Study
Dent. J. 2026, 14(5), 290; https://doi.org/10.3390/dj14050290
Original title: Early Osteogenic and Stromal Marker Responses of Osteoblast-like and Bone-Marrow Stromal Cell Lines to a Hyaluronic Acid-Coated Xenogeneic Bone Graft: An Exploratory In Vitro Analysis – Yaniv Mayer, Hia Abu Sada, Hadar Zigdon Giladi, Eran Gabay, Ofri Doppelt-Flikshtain, Ofir Ginesin
In this exploratory in vitro study, osteoblast-like cells exposed to cerabone® +HyA showed a 2.61-fold increase in RUNX2 expression compared to untreated cells, together with increased COL1A1 expression, representing the strongest early osteogenic response among the three xenografts tested. Cell metabolic activity also showed the highest numerical value for cerabone® +HyA after 48 hours. All three xenografts, whether HA-coated or uncoated, reduced the expression of fibrotic markers in bone marrow stromal cells to a similar extent.
AIM
To investigate whether coating a xenogeneic bone graft with hyaluronic acid influences early osteogenic and fibrotic responses in vitro by comparing an HA-coated xenograft with two uncoated bovine bone graft materials.
STUDY DESIGN
Three commercially available xenografts were evaluated: cerabone® +HyA(HA-coated), cerabone® (its uncoated equivalent from the same manufacturer), and Bio-Oss® (an independent bovine bone substitute manufactured using a different process).
Human osteoblast-like cells (U2OS) and bone marrow stromal cells (HS5) were cultured in the presence of extracts from each material. Cell metabolic activity was assessed after 24 and 48 hours using an XTT assay. Cell adhesion to the graft surface was examined by fluorescence microscopy, while the osteogenic markers RUNX2and COL1A1, together with the fibrotic markers COL3A1 and TGF-β3, were quantified using real-time PCR. Each xenograft group was compared with untreated control cells.

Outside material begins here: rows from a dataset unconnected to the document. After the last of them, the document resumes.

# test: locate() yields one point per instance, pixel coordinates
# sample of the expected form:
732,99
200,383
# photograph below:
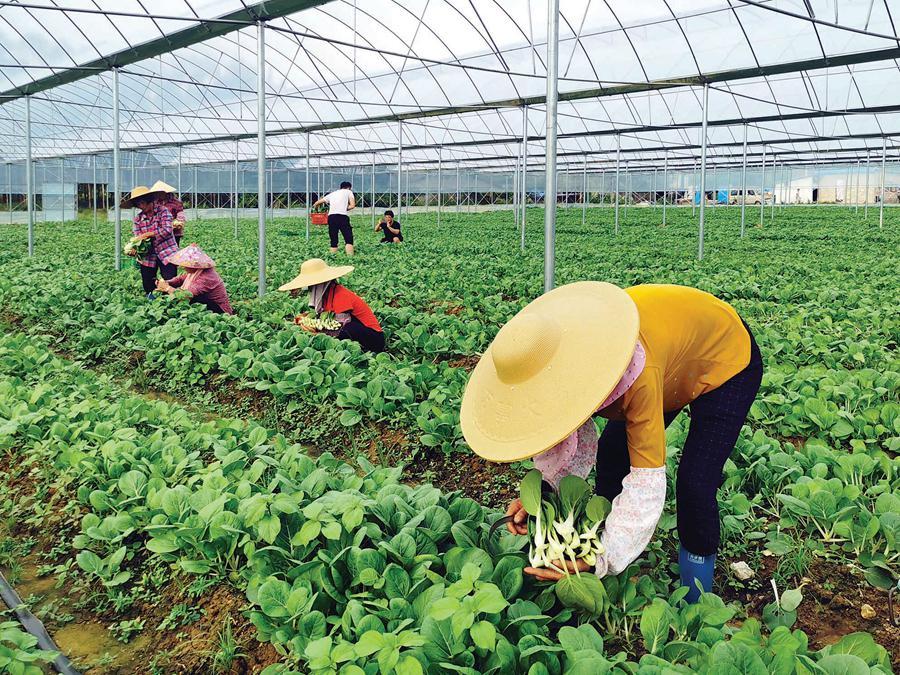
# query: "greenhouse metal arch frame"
343,80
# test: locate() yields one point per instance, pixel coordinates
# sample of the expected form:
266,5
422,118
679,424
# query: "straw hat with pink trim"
192,256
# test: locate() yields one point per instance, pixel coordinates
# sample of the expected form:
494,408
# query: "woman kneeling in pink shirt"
200,279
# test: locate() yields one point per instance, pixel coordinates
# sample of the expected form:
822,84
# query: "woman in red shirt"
358,322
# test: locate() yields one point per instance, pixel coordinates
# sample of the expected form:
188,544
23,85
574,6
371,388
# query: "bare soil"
832,601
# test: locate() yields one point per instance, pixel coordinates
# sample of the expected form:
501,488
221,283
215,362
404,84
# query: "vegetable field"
212,494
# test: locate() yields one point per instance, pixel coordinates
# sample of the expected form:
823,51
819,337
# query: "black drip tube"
33,625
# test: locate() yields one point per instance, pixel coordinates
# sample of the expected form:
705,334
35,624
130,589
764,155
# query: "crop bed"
327,561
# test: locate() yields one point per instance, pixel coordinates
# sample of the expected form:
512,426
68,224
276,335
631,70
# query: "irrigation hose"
34,626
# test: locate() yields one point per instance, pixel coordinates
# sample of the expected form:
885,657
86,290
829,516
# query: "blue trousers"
716,421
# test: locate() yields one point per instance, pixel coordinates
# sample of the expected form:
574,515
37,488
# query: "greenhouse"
532,233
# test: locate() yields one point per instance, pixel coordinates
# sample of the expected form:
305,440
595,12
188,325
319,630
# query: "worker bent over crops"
636,357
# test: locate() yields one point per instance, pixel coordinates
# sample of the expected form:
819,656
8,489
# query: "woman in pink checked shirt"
154,222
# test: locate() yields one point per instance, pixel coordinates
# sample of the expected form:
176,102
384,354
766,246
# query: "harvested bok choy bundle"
564,525
137,247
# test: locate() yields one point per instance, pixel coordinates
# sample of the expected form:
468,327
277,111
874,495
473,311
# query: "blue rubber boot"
696,568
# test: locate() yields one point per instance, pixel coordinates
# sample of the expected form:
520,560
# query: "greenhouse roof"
811,79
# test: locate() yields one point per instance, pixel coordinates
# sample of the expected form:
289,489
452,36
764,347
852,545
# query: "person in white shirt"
340,203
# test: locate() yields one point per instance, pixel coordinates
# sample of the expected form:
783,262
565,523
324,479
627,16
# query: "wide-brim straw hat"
160,186
548,370
192,256
139,191
315,271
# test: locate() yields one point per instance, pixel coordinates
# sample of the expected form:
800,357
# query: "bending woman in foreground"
636,357
357,320
200,279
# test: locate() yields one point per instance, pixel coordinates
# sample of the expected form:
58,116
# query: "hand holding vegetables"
519,516
314,324
563,526
138,246
550,574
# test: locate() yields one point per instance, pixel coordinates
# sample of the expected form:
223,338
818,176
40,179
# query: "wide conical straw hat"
548,370
315,271
139,191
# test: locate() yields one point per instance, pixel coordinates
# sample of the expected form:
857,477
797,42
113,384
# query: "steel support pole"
94,187
523,176
550,177
703,135
762,191
515,195
665,184
881,205
399,169
584,193
440,176
744,185
62,190
194,202
306,171
868,171
618,163
694,202
261,150
774,189
373,190
29,179
117,170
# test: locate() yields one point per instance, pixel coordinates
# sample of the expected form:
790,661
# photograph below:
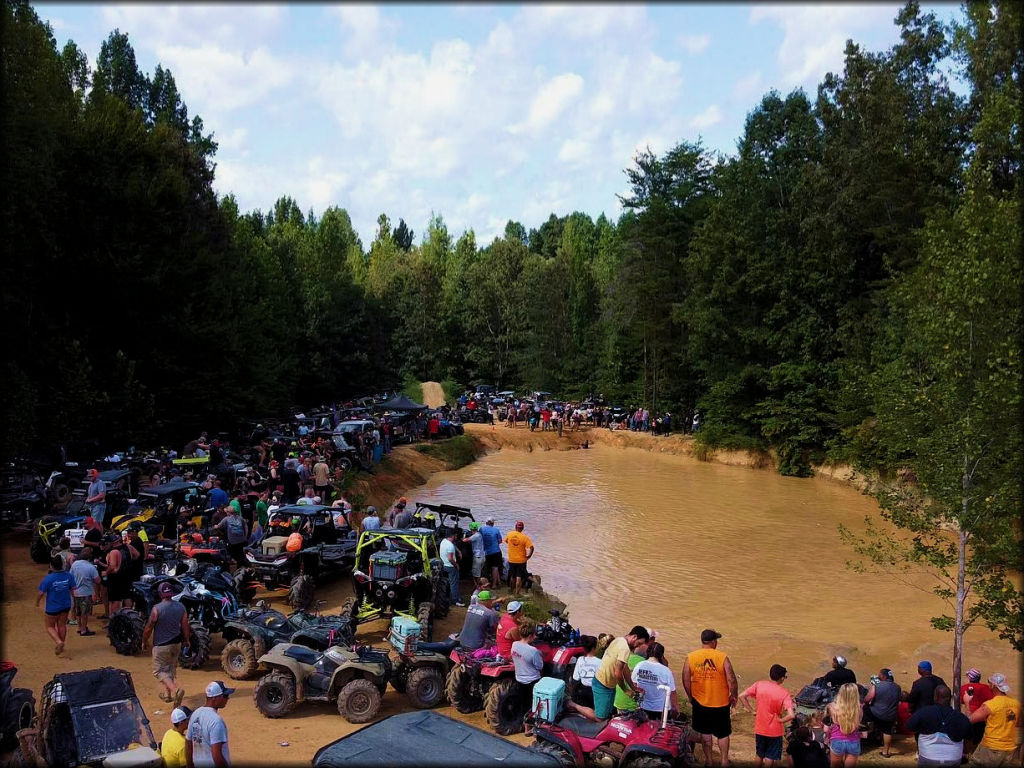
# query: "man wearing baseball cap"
1001,716
711,685
923,690
206,743
520,550
172,747
168,629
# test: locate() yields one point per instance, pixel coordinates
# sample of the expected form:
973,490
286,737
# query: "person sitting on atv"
839,675
481,621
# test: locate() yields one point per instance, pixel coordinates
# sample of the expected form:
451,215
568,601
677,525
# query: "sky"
477,113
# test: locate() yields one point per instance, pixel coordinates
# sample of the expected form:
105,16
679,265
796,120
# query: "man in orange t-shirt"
520,549
771,700
711,685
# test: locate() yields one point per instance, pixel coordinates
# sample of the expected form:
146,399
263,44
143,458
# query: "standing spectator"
168,628
839,675
56,588
940,731
476,544
85,590
493,551
649,675
206,743
236,532
95,497
844,733
450,556
172,745
711,685
773,708
1001,716
882,707
923,690
973,694
520,550
614,671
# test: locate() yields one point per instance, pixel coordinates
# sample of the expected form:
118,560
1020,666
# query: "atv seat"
445,646
301,654
582,726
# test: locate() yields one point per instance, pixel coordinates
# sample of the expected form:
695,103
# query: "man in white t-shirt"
206,739
651,673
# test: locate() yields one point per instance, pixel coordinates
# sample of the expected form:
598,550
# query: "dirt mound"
433,394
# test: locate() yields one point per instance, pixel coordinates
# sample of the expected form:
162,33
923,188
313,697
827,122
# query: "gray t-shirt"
528,663
85,576
167,628
479,625
206,728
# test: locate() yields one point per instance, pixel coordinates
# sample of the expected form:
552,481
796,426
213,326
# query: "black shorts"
517,570
713,721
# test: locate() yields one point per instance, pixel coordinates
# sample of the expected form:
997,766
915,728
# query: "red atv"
489,684
632,740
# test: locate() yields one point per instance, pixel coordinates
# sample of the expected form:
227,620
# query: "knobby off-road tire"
563,756
457,687
504,709
359,700
125,631
274,694
16,715
399,679
198,651
426,687
239,658
425,615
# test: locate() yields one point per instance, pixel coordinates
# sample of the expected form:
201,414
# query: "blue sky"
479,113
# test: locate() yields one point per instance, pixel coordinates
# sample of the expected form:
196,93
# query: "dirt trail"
433,394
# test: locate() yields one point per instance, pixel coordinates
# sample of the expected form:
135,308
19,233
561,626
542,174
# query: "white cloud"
815,36
694,43
708,118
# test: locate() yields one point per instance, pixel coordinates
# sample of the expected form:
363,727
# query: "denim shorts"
845,748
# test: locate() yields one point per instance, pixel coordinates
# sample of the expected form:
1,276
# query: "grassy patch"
456,452
412,389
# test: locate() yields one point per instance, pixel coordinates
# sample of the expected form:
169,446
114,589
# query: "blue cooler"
548,693
404,634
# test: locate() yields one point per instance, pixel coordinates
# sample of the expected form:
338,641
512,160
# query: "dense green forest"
777,291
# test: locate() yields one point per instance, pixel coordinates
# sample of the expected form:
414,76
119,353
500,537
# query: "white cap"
217,688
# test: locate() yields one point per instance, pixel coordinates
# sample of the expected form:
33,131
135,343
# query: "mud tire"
274,694
199,647
426,687
503,709
238,658
125,632
358,700
457,687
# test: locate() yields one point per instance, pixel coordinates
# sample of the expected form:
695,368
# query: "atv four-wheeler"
252,632
17,707
489,683
354,678
398,572
49,529
94,718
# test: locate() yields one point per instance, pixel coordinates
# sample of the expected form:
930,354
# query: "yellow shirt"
518,543
617,650
708,683
1000,725
172,750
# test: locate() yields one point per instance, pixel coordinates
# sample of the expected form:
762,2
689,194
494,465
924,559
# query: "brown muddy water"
630,537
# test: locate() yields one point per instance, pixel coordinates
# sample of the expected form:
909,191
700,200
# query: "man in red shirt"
771,700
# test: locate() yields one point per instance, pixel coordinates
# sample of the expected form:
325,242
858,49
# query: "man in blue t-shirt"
56,588
493,551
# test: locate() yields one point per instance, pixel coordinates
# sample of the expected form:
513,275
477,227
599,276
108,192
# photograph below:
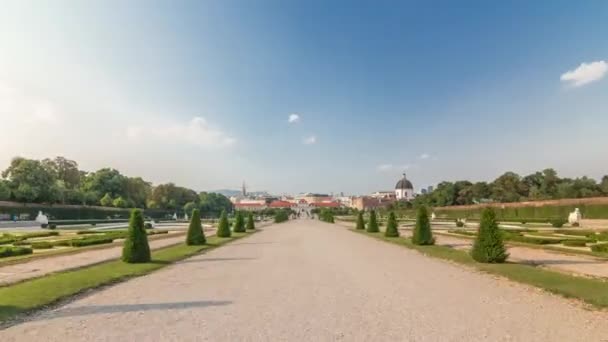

The cerabone® +HyA extract was tested at half the concentration of the extracts from the two comparator materials.
RESULTS
Metabolic activity (XTT):
Cell metabolic activity was comparable across all groups after 24 hours. At 48 hours, cerabone® +HyA showed the highest average value (0.538 ± 0.056), followed by cerabone® (0.450 ± 0.120) and Bio-Oss® (0.439 ± 0.073). However, after adjustment for multiple comparisons, these differences were not statistically significant.
Osteogenic markers:
Cells exposed to cerabone® +HyA exhibited a 2.61-fold increase in RUNX2 expressioncompared with untreated controls (p = 0.01), representing the strongest early osteogenic marker response among the tested materials. COL1A1 expression was also increased in the cerabone® +HyA group.
Cell adhesion:
Cells adhered to all three graft surfaces after 48 hours. As adhesion was assessed qualitatively rather than quantitatively, no comparison of adhesion performance between the materials could be made.
Fibrotic markers:
Expression of COL3A1 and TGF-β3 decreased by approximately 92.7% and 92.1%, respectively, in stromal cells exposed to all three xenografts (both p = 0.001), with no meaningful differences between the materials.
CONCLUSION
Compared with the uncoated material, cerabone® +HyA induced a stronger early osteogenic response at the gene expression level while showing a similar reduction in stromal marker expression as the other tested xenografts. However, the study has several limitations. It used established cell lines rather than primary human cells, evaluated only a limited number of markers at a single early time point, and tested the cerabone® +HyA extract at a lower concentration than the comparator materials. Further studies using primary human cells, equivalent extract concentrations, animal models, and clinical investigations are needed to confirm these findings.